A quick caveat is that if you are building an above ground shelter then more power to you. Shipping containers will last years and years above ground if maintained, and can be converted into shelters easily. In the Middle East many soldiers lived in shipping containers on established bases, called CHUs (container housing unit). Just don’t cover it with dirt, even partially.
There are two main factors that contribute to the unreliable nature of shipping containers, they are not designed structurally to handle this type of usage and they are prone to corrosion when exposed to moisture.
At a glance a shipping container doesn’t look all that different from prefab bunkers made by several survival construction companies. They also don’t seem that farfetched when considering how many bulk liquid storage tanks are used all around us every day. If we can bury those tanks, why not a connex?
Underground storage tanks are actually built to extremely high specifications reflecting the difference in engineering design from simple shipping. The steel walls for an underground storage container in 5/16s of an inch in accordance with federal regulation for single wall underground steel storage tanks; that’s roughly 1/4th of an inch or 7.9 mm’s. Shipping containers on the other hand are built for purpose; or form follows function. That have strong frames allowing them to be hoisted and stacked to great heights, and have reinforced floors to carry heavy loads; but the walls are often little more than 1/16th inch thick. That’s just 1.6 mm’s; and that’s not much even with strengthening from the corrugated design.
So what is the corrosion difference between shipping containers and other subterranean containers? Shipping containers are manufactured of corrosion resistant corten steel, as they do have to withstand saltwater exposure and other shipping conditions; but most companies still put little more than a 3-5 year warranty on a new container. While corten steel does display great longevity when compared to untreated steels and alloys, and is by no means corrosion proof and shipping containers in use have to be regularly cleaned, patched, repaired, and repainted.

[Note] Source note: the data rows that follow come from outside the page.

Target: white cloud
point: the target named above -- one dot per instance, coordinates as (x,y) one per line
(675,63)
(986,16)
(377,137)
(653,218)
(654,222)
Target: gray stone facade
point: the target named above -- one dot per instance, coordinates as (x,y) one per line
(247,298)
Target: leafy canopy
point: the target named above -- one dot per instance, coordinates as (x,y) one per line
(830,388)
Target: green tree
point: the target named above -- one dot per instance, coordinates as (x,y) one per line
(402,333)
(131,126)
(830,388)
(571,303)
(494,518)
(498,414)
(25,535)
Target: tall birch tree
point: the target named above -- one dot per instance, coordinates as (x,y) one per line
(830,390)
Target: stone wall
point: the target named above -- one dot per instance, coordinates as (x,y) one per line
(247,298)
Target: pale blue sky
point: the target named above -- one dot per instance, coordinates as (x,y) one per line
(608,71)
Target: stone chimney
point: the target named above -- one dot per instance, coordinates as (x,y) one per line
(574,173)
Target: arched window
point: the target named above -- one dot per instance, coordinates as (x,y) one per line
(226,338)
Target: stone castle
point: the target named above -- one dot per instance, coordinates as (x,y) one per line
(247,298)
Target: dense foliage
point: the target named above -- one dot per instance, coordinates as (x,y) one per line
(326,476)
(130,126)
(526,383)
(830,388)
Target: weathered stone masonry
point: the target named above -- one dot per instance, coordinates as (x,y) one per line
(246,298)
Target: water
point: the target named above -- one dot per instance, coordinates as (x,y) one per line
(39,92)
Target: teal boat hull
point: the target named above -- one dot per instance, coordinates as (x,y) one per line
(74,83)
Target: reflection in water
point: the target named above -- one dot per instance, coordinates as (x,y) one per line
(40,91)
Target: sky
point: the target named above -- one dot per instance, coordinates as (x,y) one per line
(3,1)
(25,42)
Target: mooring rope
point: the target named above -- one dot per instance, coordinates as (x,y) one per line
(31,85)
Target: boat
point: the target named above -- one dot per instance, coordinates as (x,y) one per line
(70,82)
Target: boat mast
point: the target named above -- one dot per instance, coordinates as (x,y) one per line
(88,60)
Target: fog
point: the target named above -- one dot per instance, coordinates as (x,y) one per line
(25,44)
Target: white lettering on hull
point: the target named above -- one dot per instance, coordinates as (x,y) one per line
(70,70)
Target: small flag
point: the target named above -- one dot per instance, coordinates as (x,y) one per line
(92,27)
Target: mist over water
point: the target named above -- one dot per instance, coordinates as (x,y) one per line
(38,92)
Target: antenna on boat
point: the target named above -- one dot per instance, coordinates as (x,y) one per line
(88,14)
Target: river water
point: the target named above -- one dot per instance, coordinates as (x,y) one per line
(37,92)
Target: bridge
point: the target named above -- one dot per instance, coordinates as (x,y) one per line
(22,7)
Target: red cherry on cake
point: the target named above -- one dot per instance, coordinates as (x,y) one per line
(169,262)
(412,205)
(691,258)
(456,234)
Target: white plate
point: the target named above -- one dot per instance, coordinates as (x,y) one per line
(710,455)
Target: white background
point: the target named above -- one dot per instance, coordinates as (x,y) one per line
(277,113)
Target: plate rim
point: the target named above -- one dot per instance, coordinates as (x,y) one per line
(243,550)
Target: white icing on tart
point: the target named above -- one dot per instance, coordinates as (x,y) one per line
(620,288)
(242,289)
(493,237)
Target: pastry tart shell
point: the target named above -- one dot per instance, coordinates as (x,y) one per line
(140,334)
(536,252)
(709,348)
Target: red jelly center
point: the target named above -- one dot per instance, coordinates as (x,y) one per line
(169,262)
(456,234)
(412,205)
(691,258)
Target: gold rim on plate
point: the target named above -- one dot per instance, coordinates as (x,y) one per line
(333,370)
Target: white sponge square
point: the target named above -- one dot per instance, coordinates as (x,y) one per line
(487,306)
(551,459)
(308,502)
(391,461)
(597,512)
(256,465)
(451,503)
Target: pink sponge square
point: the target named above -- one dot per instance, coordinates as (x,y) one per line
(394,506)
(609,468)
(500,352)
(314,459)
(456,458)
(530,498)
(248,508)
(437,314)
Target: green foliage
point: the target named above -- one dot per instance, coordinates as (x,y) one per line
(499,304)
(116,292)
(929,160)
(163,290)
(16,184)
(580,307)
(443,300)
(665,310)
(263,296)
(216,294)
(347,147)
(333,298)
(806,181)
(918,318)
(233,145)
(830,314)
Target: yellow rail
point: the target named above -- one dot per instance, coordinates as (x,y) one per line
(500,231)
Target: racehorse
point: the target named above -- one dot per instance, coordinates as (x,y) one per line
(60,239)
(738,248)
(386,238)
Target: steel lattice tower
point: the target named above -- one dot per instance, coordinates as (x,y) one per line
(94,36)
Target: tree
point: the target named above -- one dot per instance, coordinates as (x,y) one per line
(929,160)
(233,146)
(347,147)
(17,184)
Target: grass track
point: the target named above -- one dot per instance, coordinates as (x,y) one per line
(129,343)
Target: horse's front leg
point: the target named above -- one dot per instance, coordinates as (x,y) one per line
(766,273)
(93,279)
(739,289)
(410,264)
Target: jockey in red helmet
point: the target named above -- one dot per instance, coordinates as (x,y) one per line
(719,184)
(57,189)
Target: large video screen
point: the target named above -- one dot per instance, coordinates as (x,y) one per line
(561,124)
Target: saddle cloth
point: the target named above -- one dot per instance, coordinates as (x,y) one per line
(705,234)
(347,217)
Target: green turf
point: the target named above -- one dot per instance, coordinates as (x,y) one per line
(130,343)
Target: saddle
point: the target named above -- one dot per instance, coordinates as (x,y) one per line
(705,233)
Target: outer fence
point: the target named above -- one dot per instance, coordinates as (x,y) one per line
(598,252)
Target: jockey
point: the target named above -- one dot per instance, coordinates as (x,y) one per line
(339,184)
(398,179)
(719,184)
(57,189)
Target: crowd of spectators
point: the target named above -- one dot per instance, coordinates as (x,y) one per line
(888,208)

Underground containers on the other hand focus on a non metallic moisture barrier and utilize a 360 degree coating of polyurethane at least 70 mil thick with an epoxy top coat. Unfortunately this coated is substantially different that latex paints and enamels and requires specialized application, that I for one don’t have the skills or tools to accomplish.
For my part, when I get around to building my actual bunker, I think it will involve cinder blocks and concrete. I like these blocks because they can be stacked to fit personal design and specifications, and can be hauled into an area without arising great suspicion. A special courtesy nod to containerhome.info for some great information and specifications on dimensions.